A Luta da Utopia contra a Realidade às Portas do Inferno











Cordel para Akira Kurosawa



Peço licença para contar, meu povo da Jesuânia,

História fabulosa que se sucedeu nos altos do Tijuco Preto,

Desconhecida até mesmo pelos velhos da minha infância,

Memória para ser celebrada em cantiga de roda e soneto.



Muito antes da televisão e dos computadores,

Viver é desde sempre luta renhida entre forças poderosas:

De um lado a deusa Esperança e seus valores,

Do outro a Morte e suas mazelas horrorosas.



Mas então depois da Segunda Grande Guerra terminada

Deu-se que uma das filhas da Esperança, a Utopia,

Se viu pelo exército da Realidade acuada

À beira de um penhasco fatal, em grande agonia.



Utopia resistia abraçada a seu irmão cego, o Amor,

Enquanto a Realidade galgava célere as escarpas,

E sobre os irmãos lançou seus cães do horror:

A Fome, o Genocídio, o Racismo e a cadela Fábrica de Armas.



Desista! - Gritou entre gargalhadas a pétrea Realidade,

Não sabes que sua amiga, a Juventude, não mais existe

Desgastada pelo tempo no desfiladeiro da idade,

E seus Sonhos se tornaram apenas melancolia e artrite?



Não vês que tenho ao meu lado a Natureza Humana,

Em seus mil disfarces onívoros e predadores,

A volúpia do Desejo, a Inveja soberana,

O Ódio fácil e a Sanha dos estupradores?



Se estas forças naturais lhe parecem insuficientes,

Lanço sobre vós a Tecnologia que assoberba meu poder,

Da manipulação genética, nanoética e microscopicamente,

À Hecatombe Nuclear, prenúncio da extinção por acontecer.



A Realidade levantou suas bandeiras ensanguentadas,

A Certeza, o Dinheiro e o Fim da História,

E mostrou à Utopia e seu irmão as caveiras descarnadas

Do Progresso, do Iluminismo e da Democracia ilusória.

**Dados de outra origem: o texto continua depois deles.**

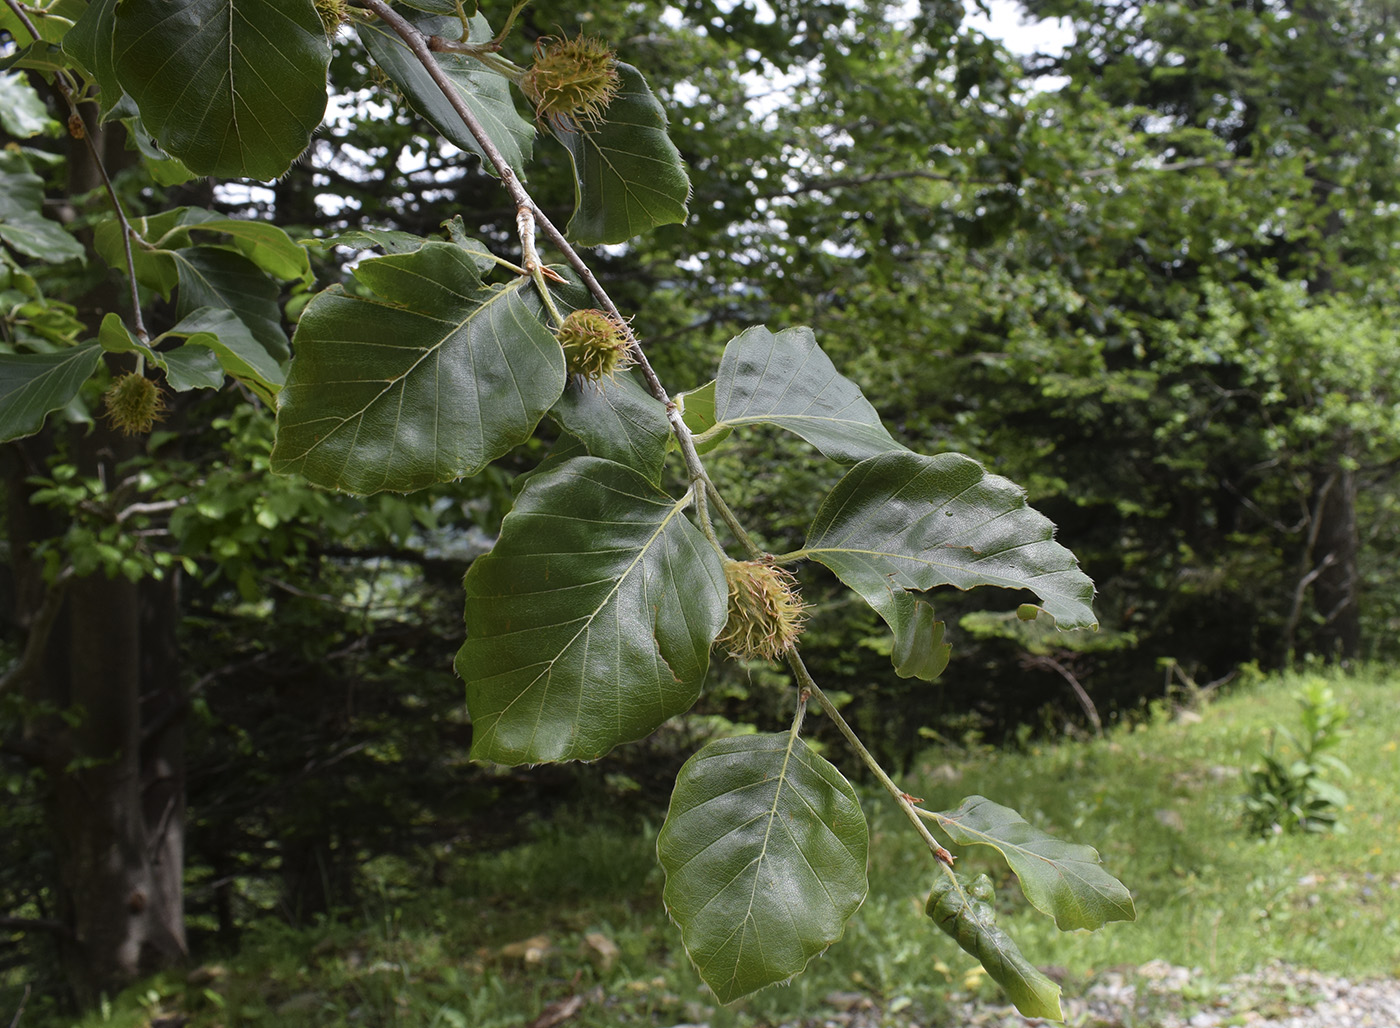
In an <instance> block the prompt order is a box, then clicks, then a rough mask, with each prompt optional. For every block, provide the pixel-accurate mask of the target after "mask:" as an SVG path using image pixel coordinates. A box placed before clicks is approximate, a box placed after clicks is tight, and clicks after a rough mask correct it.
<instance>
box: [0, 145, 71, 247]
mask: <svg viewBox="0 0 1400 1028" xmlns="http://www.w3.org/2000/svg"><path fill="white" fill-rule="evenodd" d="M42 209H43V179H41V178H39V176H38V175H35V174H34V172H32V171H29V165H28V162H27V161H25V160H24V157H22V155H21V154H18V153H15V151H13V150H0V239H3V241H4V242H6V244H7V245H8V246H11V248H14V249H15V251H18V252H20V253H24V255H25V256H32V258H38V259H39V261H50V262H55V263H57V262H60V261H77V259H81V258H83V255H84V251H83V244H80V242H78V241H77V239H74V238H73V237H71V235H69V234H67V232H66V231H64V230H63V225H60V224H59V223H57V221H50V220H49V218H46V217H43V214H42V213H41V211H42Z"/></svg>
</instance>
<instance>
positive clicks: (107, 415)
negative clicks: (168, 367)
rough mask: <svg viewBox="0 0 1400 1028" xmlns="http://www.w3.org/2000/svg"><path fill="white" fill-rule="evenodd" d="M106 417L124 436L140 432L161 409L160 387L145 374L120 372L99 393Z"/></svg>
mask: <svg viewBox="0 0 1400 1028" xmlns="http://www.w3.org/2000/svg"><path fill="white" fill-rule="evenodd" d="M102 399H104V402H105V403H106V420H108V422H111V423H112V426H113V427H116V429H120V430H122V431H123V433H125V434H127V436H144V434H146V433H148V431H150V430H151V429H153V427H154V426H155V423H157V422H158V420H161V416H162V415H164V413H165V396H164V394H162V392H161V388H160V387H158V385H157V384H155V382H153V381H151V380H150V378H147V377H146V375H137V374H134V373H132V374H126V375H122V377H120V378H118V380H116V381H115V382H112V385H109V387H108V389H106V394H104V396H102Z"/></svg>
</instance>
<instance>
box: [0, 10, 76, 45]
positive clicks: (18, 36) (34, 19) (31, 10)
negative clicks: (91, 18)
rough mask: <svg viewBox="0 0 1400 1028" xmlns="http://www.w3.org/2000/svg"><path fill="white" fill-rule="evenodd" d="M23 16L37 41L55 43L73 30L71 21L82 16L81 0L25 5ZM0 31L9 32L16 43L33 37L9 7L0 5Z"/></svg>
mask: <svg viewBox="0 0 1400 1028" xmlns="http://www.w3.org/2000/svg"><path fill="white" fill-rule="evenodd" d="M25 14H28V15H29V21H31V22H32V24H34V27H35V28H36V29H39V39H41V41H43V42H46V43H56V42H59V41H60V39H63V36H64V35H66V34H67V32H69V31H70V29H71V28H73V21H74V20H76V18H78V17H80V15H81V14H83V0H57V3H52V4H43V6H42V7H41V6H39V4H27V6H25ZM0 29H4V31H7V32H10V36H11V38H13V39H14V41H15V42H17V43H29V42H31V41H32V39H34V36H32V35H29V29H28V27H27V25H25V24H24V22H22V21H20V18H18V17H17V15H15V13H14V11H13V10H10V6H8V4H6V3H0Z"/></svg>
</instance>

E começou o ataque final, no qual a Realidade pretendia

Reduzir a humanidade à pura economia acachapante:

Tudo seria cartões magnéticos, celulares e monotonia,

Solidão, números, velhice e um enterro insignificante.



Mas, eis que, pela graça das Leis Aleatórias das Antilhas,

Chegam em ajuda da dupla ameaçada pela Realidade

Suas mais poderosas rivais, a Dúvida e suas filhas,

A Humildade, a Ciência, a Delicadeza e a Curiosidade.



Contei-vos, disse a Dúvida, que o amanhã ainda não chegou,

Não o sabemos com certeza, nenhum final está escrito,

Os ovos ainda não piaram, nenhuma gota se respingou,

A eternidade é uma ameaça tão abstrata como o infinito.



Dito isso, as forças antagônicas cessaram os palavreados

E entraram em combate feroz, resistindo cada qual

À queda no precipício, a Porta do Inferno dos atormentados

Pelo desespero, na falta de sentido da vida como tal.

O resultado da terrível batalha parecia inevitável,

Mesmo com perdas enormes de ambos os lados,

Pois a Utopia e o Amor sofreriam a derrota provável,

Não fossem alguns acontecimentos inesperados.



Vindas das profundezas paleolíticas de uma caverna,

Surgiram em cena a Poesia e a Música celeremente,

Enlaçando os combatentes com sutis fios de arte eterna,

Impedindo que se exterminassem os rivais definitivamente.



Súbito, vendo que Utopia das bordas se desgarra,

A Música alcançou-a em queda para sob o solo a ocultar,

Transformando-a magicamente num ovo de cigarra,

Para voltar à superfície dezessete anos depois, a cantar.



Esta batalha olímpica continuaria estremecendo o mundo,

E o povo de Jesuânia jamais voltaria a dormir sossegado,

Se as orações de Dona Maria Faria e Seu Raimundo

Não tivessem sido atendidas pela sua Fé no Sagrado.



Ouvindo tamanhas preces, surgiu o famoso Padre Candinho,

Que aspergiu água benta sobre o rebanho de fieis,

Fazendo desaparecer da sua consciência rapidinho

Aquelas cenas de guerra e evitando traumas incuráveis.



Vários dezessete anos já se passaram,

E em Tijuco Preto ninguém se lembra do ocorrido,

Da guerra interminável que a Utopia e a Realidade travaram,

Exceto um poeta que procura cigarras, por ali, distraído.